Nationalist Doctrine

 
(extracted from “Jefes the excellent book by Henri Massis, published by Editorial Sol y Luna, p. 69  
Taken from http://lascadenasdeobligado.blogspot.mx/
Translated from the Spanish by Roberto Hope

Main doctrinal principles ― pressingly necessary in our country nowadays ― which inspired the nationalist policy of the great leader, Antonio Oliveira Salazar (1889-1970) who ruled Portugal from 1926 to1968.

“This is the most honest, most judicious and most measured dictatorship in Europe.” Jacques Bainville. February 1938.

Clear and vigorous principles required Salazar to transform Portugal  morally; country which had fallen into the most resounding state of corruption, in this manner beginning its admirable material and patriotic resurgence.

Oh! simple principles: “We did not ask so great a thing ― wrote Mr. Salazar ― sense and notion of fatherland and of national solidarity, family, social unit par excellence; authority and hierarchy; spiritual value of life and due respect for the human person; duty to work; superiority of virtue; sacred character of religious sentiments, this is the essential of what is necessary for the mental and moral formation of the new state.” And Salazar adds: “We are, then, against all types of internationalism, against communism, against socialism, against libertarian unionism, against all that diminishes, divides and dissolves the family; against class struggle; against the godless and the stateless; against the slavery of labor; against the purely materialistic notion of life; against force as origin of law. We are against all of the great heresies of our time, the more so because we have never had proof of a single place on earth where liberty to spread such heresies has been a source of blessings. When such liberty is granted to the barbarians of our modern age, it serves not but to undermine the foundations of our civilization.”

Mr. Salazar is, then, anti-liberal, anti-democratic, anti-parliamentary, to the extent to which he understands, taking into consideration, things, realities, evidence manifested by the social and political life of all times. That is why he never lets go the opportunity to denounce the myths which rebel themselves against vital necessities.

"No matter how dear the care for our people may be to us or how sound defenders of its continuous rising in the material and moral order we may be; that does not obligate us in any way to believe that the origin of power lies in the masses, or that government can be an endeavor of the multitudes and not of an elite, upon which the duty to lead the community and to sacrifice itself on its behalf is incumbent. To wish to guarantee the liberties which are essential to social life and to human dignity itself, does not entail the obligation to consider liberty as the element upon which any political construction should be erected. Liberalism has ended up falling into the following sophism: There is no liberty against liberty. But in harmony with the essence of man and life's realities, we say: Only against the common good is it that liberty does not exist."
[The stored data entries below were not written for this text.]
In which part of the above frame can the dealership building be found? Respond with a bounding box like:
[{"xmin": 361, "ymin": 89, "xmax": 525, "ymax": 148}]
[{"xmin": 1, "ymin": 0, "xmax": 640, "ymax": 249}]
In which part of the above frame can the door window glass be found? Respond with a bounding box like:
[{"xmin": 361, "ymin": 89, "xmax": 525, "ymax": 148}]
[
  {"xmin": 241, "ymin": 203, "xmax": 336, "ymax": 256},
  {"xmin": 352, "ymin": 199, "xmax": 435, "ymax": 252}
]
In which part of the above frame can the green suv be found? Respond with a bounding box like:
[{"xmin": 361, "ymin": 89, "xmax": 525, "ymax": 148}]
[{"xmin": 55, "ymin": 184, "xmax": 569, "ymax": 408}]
"Subordination of all interests to the interests of the whole, this is the spirit that inspires the reforms introduced by the new Portuguese regime" (as cited by E. Schreiber in “El Portugal de Salazar”): “Instead of making everything depend on the individual taken by himself as in the liberal regime, our organization, says Mr. Salazar, is founded on the realities of a new society where the individual does not exist except to the extent of, and as regards, his membership in natural groups (families, professional organizations, unions and corporations, territorial communes), and in this role she recognizes rights. Said in other terms, for the new state, there are no abstract rights of man, there are concrete rights of men. These rights limit the rights of the state and we accept such limitation. Thus, there are liberties we consider fair and useful, but precisely because we want to keep them, we defend the notion of the authority necessary for their safeguarding."

But these ideas, it may be said, are the ones propagated by the political doctrine of Charles Maurras; all DeMaistre, all La Tour du Pin, all Fustel as well as the social teachings of the great encyclicals are there!  Yes, these ideas are ours, but here you see them applied by a man who rules, incarnated in an actual experience, inscribed into living history.  Their effectiveness, their success, prove to us that they were not abstractions, daughters of the spirit of the system, but “available realities” of which a nation under our eyes profits from to be born again.